Via/ NYPL Digital Collections

This was long before the field of psychology was created. During this era criminals were often given poor food, inadequate housing, disease-ridden facilities, and were given rules that were not only harsh, but we now know to be extremely damaging to their mental health. The Auburn system of silence, however cruel, was an improvement from the previous method of prison-keeping in New York which had been constant isolation for each prisoner.

Cell in the old cellblock. Via/ NYPL Digital Collections
Inmates walking lock-step in the prison yard. Via/ NYPL Digital Collections

Inmates were also required to walk lock-step to further enforce the rules of the prison. Unlike prisons of today, there was no recreation time. But, during the day the inmates were put to work and it was thought at the time this regimen of silence, work, and strict rules was the key to successful prison management.

One of the first steps towards making Sing Sing a less cruel place was to allow a religious book library, which later expanded into a library that also housed works of literature and other genres.

Depiction of inmate being punished with water torture at Sing Sing, 1869. Via/ NYPL Digital Collections

But, despite some efforts to make Sing Sing more humane, the prison remained one of the most tightly-run prisons in the country. Prisoners were drafted into doing a variety of jobs, from quarry work to making consumer goods, to helping to maintain the prison itself, and the inmates were constantly working. By the 1840s the prison also had a women’s wing.

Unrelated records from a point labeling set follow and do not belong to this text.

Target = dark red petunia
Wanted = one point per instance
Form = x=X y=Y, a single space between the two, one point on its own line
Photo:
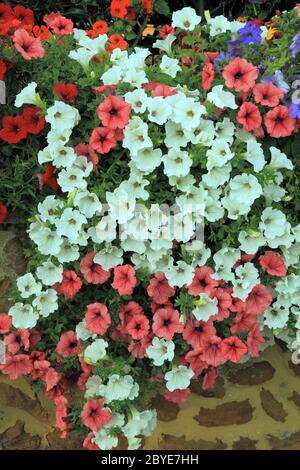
x=249 y=116
x=240 y=75
x=159 y=289
x=233 y=349
x=94 y=416
x=66 y=92
x=114 y=113
x=13 y=129
x=33 y=120
x=279 y=123
x=97 y=318
x=102 y=139
x=138 y=327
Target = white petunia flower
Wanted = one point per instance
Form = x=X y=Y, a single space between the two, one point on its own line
x=180 y=274
x=218 y=24
x=109 y=257
x=23 y=316
x=177 y=163
x=221 y=98
x=170 y=66
x=49 y=273
x=27 y=286
x=178 y=378
x=70 y=223
x=28 y=96
x=158 y=110
x=46 y=302
x=186 y=19
x=160 y=351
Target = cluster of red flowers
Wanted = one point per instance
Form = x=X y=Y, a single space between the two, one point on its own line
x=16 y=128
x=114 y=114
x=240 y=76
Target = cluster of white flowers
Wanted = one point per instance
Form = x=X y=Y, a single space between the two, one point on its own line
x=189 y=139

Female inmates, 1860s. Via/ NYPL Digital Collections
Women’s dining hall. Via/ NYPL Digital Collections
Women’s workroom, 1800s. Via/ NYPL Digital Collections

The prison was named for the town of Sing Sing, in turn named for the Sintsink tribe of Native Americans who first lived in the area. The name Sing Sing became so synonymous with the prison that the name of the town of Sing Sing was changed to Ossining. Dr. John H. Lienhardwrote that when he was a boy the name Sing Sing, “meant prison the way Gillette meant razor blade.”

One reason for this widespread knowledge of Sing Sing was that the prison was used as backdrop for many films of the 1930s and 1940s.

Guard at the guardhouse. Via/ NYPL Digital Collections

The first prisoners to be transported to Sing Sing traveled by barge “up the river” which is where the phrase comes from. The river in this case is the Hudson River.

Sing Sing got even more publicity when Julius and Ethel Rosenberg were executed there in 1953 after being convicted of spying for the Soviet Union. The electric chair they died in was morbidly named “Old Sparky” and 614 electrocutions occurred at Sing Sing over a 75-year period.

The then-new electrocution chamber in 1915. Via/ Library of Congress

During World War II the old cellblock was closed and the bars inside were melted down for scrap metal for the war effort. Changes in management and additions to Sing Sing over the years, like a gymnasium, an exercise yard, kitchens, as well as new cells for the prisoners, had made the tiny and cramped cells of the old cellblock of little use by that point. The old cellblock was completely abandoned by the 1980s.

Exterior of the old cellblock in the late 1800s. Via/ NYPL Digital Collections

Today the newer parts of the prison are still in use for their intended purposes, but the old cellblock and the defunct 1936 “Art Moderne” style powerhouse are planned to become museum spaces in the future.